Yonghoon Lee has a wonderful edge to his voice, which spans octaves with seeming ease. He too inhabits his role, not so much wimp as a besotted victim.
Zvulun adds touches small and large. From the young boy who uses a shirt as a muleta, his toreador's cape to an orange tucked in Carmen's bodice. The orange replaces the cinnamon of Merimee, but from the moment Carmen takes her first bight, as though this was Eve's apple, we know where she is going: up in flames accompanied by castanets. In this larger-than-life Carmen, mocking Don Jose, driving him crazy, the staging intrigues and is apt.
Merimee would have loved Rachelishvili’s Carmen, stepping “like a thoroughbred filly at a Cordova stud.” While Carmen is never repulsed by anything, including a murder to which she reacts by simply narrowing her eyes, she is always saying ‘yes’ like Molly Bloom under the Andalusian walls.
Carmen is about erotic passion and even succeeds in the moments when it’s only about love. Kyle Ketelsen snorts like a bull, as he swaggers in his toreador role. The choruses and dancers parade around the stage, in time and adding background visual pleasure to the story’s progress.
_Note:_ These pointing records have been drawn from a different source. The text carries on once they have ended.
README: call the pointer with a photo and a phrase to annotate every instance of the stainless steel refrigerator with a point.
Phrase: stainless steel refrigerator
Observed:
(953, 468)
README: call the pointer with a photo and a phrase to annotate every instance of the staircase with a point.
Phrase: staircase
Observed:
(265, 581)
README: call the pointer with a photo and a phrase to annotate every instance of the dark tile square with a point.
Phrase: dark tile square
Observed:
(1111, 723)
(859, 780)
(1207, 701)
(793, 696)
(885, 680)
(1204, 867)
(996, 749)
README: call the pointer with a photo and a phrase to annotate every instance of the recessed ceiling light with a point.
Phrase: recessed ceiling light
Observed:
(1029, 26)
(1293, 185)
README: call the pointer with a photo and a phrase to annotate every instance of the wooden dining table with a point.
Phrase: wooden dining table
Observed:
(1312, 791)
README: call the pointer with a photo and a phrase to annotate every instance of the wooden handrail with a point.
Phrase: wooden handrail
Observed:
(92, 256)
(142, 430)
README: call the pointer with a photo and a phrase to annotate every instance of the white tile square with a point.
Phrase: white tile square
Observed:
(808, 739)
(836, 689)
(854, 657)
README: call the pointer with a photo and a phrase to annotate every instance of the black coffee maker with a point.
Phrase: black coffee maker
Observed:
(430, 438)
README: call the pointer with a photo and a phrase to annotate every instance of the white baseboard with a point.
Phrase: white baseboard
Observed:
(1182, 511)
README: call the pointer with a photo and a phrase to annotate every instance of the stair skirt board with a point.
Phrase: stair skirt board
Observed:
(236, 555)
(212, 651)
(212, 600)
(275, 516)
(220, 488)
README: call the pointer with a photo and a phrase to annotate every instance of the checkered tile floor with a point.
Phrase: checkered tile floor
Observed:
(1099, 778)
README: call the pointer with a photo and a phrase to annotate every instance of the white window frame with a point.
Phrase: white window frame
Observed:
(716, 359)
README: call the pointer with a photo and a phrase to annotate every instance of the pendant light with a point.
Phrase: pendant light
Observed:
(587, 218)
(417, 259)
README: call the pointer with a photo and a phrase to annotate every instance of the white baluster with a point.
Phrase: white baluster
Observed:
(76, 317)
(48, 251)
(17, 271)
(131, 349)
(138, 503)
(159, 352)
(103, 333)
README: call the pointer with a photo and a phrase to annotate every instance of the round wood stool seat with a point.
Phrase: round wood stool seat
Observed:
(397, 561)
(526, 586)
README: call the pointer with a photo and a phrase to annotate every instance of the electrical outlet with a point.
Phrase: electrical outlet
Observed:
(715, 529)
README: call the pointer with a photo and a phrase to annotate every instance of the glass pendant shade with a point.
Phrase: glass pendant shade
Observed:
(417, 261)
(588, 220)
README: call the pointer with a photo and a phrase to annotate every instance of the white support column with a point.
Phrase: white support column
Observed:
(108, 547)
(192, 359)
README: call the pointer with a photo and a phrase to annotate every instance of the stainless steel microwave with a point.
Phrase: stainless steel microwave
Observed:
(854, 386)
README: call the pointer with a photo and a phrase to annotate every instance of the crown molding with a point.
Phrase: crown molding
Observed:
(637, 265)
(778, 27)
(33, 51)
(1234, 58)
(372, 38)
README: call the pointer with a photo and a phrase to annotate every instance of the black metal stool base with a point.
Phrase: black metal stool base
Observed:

Moving to the beat of the music, making movements dance, always focusing on the music as it expresses character, altogether these make a great evening at the opera.
The only out of place singer is Micaela, undoubtedly the choice of the Met’s general manager who favors pretty, skinny young women whose profiles are more elegant than their voices. Unfortunately in this case, Micaela not only sings small, she also fails to engage in stage action. This type of performer is often unfairly inflicted on both their performing partners and the live audience in the interest of cultivating a pretty face for HDs.
A tantalizing Carmen, in which Rachvelishvili sings Bizet as though his were the mystic songs invoking Bari Crallisa, Queen of the Gypsies, as she taunts Don Jose to death, displaying all the while her draw, even as she says, I could save my life by lying, but I won't. Everyone loves Carmen, but this production mounted by Zvulun is unique in its specificity and its wildness.
This Carmen is not a figure of myth, but one of passion. Because passion is exuded by three of the stage animals in the main roles, theatricality and performance dominate the pageantry. Zvulun directing reminds us how much we would miss if Carmen followed the opera’s concluding gypsy epigram: Into a closed mouth, no fly can enter.